Support and protect providers

People typically think about virtual care in the context of what it can do for patients. During the coronavirus pandemic, many providers are seeing what it can do for them as well. In addition to helping maintain work/life balance, telehealth offers providers a much-needed lifeline during the pandemic, giving them a safe way to see, triage, and care for patients — both those infected with the virus that causes Covid-19 and those with non-Covid-19 health issues.

Before the emergence of Covid-19, each state required every doctor who treated one or more patients living in the state to hold a medical license issued by that state. To respond to the increased demand for care via telehealth due to Covid-19, the removal of state licensure restrictions allowed physicians to practice across state lines, which played a major role in allowing telehealth to step in as a national “load balancer” of medical services. For the first time in history, the nation could beam in specialists from where they were available to where they were needed most.

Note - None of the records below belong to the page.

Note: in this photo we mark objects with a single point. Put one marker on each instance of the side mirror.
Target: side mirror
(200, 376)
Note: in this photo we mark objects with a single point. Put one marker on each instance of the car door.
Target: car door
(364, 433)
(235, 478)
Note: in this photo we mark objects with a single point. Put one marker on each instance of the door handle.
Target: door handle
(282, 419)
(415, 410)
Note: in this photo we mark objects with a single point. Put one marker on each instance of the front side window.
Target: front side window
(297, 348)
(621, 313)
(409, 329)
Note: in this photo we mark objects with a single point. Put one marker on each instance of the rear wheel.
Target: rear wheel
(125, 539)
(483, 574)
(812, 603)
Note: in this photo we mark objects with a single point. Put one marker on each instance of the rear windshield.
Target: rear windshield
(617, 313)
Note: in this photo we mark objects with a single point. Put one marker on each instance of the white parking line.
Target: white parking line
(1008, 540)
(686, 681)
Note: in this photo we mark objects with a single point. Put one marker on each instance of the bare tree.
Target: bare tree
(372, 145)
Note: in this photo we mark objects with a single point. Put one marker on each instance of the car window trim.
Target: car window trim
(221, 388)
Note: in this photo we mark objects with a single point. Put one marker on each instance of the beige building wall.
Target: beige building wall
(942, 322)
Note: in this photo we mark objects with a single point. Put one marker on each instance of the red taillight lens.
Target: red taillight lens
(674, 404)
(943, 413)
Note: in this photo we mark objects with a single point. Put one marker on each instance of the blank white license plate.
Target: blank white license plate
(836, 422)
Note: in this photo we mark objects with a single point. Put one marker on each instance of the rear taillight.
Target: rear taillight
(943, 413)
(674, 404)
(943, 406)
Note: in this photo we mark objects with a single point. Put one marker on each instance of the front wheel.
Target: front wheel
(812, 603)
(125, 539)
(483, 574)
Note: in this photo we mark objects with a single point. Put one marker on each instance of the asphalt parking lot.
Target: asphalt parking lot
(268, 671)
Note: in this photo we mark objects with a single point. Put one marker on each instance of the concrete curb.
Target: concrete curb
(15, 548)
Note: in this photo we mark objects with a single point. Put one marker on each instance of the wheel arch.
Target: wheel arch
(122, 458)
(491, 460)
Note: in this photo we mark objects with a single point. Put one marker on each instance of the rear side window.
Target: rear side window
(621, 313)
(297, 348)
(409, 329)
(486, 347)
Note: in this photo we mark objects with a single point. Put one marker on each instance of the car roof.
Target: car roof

For example, 48% of acute care hospitals do not have intensivists on staff, especially critical care physicians who are trained to operate ventilators. The lack of intensivists — and more broadly, a labor shortage of emergency medicine providers — has been a major hurdle facing hospitals treating critically ill Covid-19 patients. Using telehealth, however, a surgical nurse could be virtually assisted by an intensivist in another hospital to assist in things like evaluating a patient, guiding an intubation, or learning to use unfamiliar clinical tools.

As the government considers lifting emergency declarations, it’s likely that restrictive requirements for licensing will be reinstated at the state and federal levels. As the pandemic progresses, such a move would leave many providers without support, forced to deal with an influx in demand for health care without the help of a nation of experts available instantly via video or other telehealth platform. This could leave patients with challenging conditions to be cared for by the clinicians who might not have all the skills their patients need.

Telehealth isn’t just video conferencing. It’s a powerful national distribution system for health care. Regulators should take notice: We can use telehealth to democratize the availability of health care around the country.